32 Stunden Sozialdienst für einen blöden Spruch

Gilching - 32 Stunden Sozialdienst hat sich ein 20-jähriger Gilchinger am Starnberger Amtsgericht für die Beleidigung eines Polizeiobermeisters der PI Germering eingehandelt.

Der junge Mann war im Juni 2011 bei einem Hallen-Fest in Alling gewesen und hatte wegen Spannungen zwischen Festbesuchern und dem Sicherheitsdienst sogar selber die Polizei verständigt.

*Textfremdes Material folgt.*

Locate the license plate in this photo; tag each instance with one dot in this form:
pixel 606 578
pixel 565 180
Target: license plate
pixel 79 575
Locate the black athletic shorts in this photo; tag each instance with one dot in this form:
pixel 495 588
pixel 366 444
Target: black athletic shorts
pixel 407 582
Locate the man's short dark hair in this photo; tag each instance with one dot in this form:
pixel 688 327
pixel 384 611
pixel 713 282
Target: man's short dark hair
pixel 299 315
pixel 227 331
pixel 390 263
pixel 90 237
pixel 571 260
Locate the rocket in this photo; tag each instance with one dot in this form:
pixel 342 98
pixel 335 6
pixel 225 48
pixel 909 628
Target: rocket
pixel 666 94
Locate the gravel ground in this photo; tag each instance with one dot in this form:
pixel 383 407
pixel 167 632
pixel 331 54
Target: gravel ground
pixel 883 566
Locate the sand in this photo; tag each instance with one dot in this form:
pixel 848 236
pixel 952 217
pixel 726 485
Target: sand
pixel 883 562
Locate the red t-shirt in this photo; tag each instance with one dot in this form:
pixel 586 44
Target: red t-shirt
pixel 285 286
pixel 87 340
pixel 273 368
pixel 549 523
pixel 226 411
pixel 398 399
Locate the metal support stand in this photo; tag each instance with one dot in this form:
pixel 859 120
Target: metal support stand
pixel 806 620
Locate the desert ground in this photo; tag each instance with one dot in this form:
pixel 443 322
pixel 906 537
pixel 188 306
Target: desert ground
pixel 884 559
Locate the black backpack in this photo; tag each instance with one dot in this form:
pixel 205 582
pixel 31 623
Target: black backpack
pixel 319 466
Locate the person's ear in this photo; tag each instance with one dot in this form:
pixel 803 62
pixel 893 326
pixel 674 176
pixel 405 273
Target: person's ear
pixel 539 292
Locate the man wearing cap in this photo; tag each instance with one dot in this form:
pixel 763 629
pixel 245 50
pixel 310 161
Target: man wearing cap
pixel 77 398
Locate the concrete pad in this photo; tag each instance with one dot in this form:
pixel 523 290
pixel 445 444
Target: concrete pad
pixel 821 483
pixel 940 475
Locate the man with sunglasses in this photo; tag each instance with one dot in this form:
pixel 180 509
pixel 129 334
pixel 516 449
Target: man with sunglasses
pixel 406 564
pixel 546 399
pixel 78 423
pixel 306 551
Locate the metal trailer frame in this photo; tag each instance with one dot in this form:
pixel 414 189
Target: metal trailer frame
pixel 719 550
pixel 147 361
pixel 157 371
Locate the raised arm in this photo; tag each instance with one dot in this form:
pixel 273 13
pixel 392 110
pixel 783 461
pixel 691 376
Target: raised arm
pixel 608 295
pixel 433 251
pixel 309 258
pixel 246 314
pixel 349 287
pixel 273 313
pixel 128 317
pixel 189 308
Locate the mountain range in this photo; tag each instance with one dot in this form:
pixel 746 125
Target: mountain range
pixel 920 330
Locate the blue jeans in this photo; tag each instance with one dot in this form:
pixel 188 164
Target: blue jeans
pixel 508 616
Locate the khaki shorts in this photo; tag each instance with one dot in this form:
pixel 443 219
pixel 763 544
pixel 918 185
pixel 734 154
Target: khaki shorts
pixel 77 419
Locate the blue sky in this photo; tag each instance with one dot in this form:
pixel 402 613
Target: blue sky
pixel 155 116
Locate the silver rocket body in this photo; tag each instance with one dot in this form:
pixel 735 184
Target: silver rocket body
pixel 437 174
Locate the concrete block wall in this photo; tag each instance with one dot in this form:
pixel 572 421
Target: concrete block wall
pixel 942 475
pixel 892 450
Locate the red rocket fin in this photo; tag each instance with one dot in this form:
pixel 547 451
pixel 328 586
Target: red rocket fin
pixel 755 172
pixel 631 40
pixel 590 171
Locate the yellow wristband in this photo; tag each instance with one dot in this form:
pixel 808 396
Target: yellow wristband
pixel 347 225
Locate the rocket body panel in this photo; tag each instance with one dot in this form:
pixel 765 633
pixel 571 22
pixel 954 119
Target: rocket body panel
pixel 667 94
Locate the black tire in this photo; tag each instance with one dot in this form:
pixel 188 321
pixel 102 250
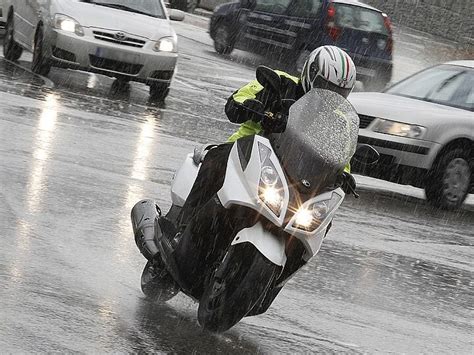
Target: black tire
pixel 223 42
pixel 11 49
pixel 159 92
pixel 157 284
pixel 237 285
pixel 41 64
pixel 450 179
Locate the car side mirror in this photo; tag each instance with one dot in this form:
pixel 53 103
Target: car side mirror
pixel 366 155
pixel 247 4
pixel 176 15
pixel 268 78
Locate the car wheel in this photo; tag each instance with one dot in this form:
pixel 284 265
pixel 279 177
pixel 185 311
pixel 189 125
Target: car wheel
pixel 450 180
pixel 41 64
pixel 158 92
pixel 222 40
pixel 11 49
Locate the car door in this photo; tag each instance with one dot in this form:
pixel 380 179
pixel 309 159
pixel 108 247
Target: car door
pixel 262 26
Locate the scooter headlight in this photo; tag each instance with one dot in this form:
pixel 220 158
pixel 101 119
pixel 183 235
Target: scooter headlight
pixel 310 216
pixel 270 189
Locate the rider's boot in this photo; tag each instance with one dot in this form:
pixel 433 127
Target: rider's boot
pixel 143 216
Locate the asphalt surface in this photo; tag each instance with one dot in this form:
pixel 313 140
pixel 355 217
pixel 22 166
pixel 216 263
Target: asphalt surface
pixel 394 275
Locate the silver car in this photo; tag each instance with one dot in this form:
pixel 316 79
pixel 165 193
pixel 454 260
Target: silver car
pixel 131 40
pixel 423 128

Als zwei bald darauf eingetroffene Beamte sich vor Ort um die Beteiligten kümmern und gerade einen Security-Mann einer Alkoholkontrolle unterziehen wollten, war ihnen der Gilchinger offenbar zu aufdringlich geworden, berichtete der als Zeuge geladene Polizeiobermeister, der den 20-Jährigen weggeschickt hatte, „weil ihn das gar nichts anging und es auch nichts mehr zu schlichten gab“. Beim Gehen habe der Gilchinger dann deutlich hörbar die Bemerkung fallen lassen: „Du machst dich wichtig, obwohl du gar nicht wichtig bist, Oida!“ Diesen Satz habe er sofort notiert und später zur Strafanzeige gebracht, so der 36-jährige Polizist.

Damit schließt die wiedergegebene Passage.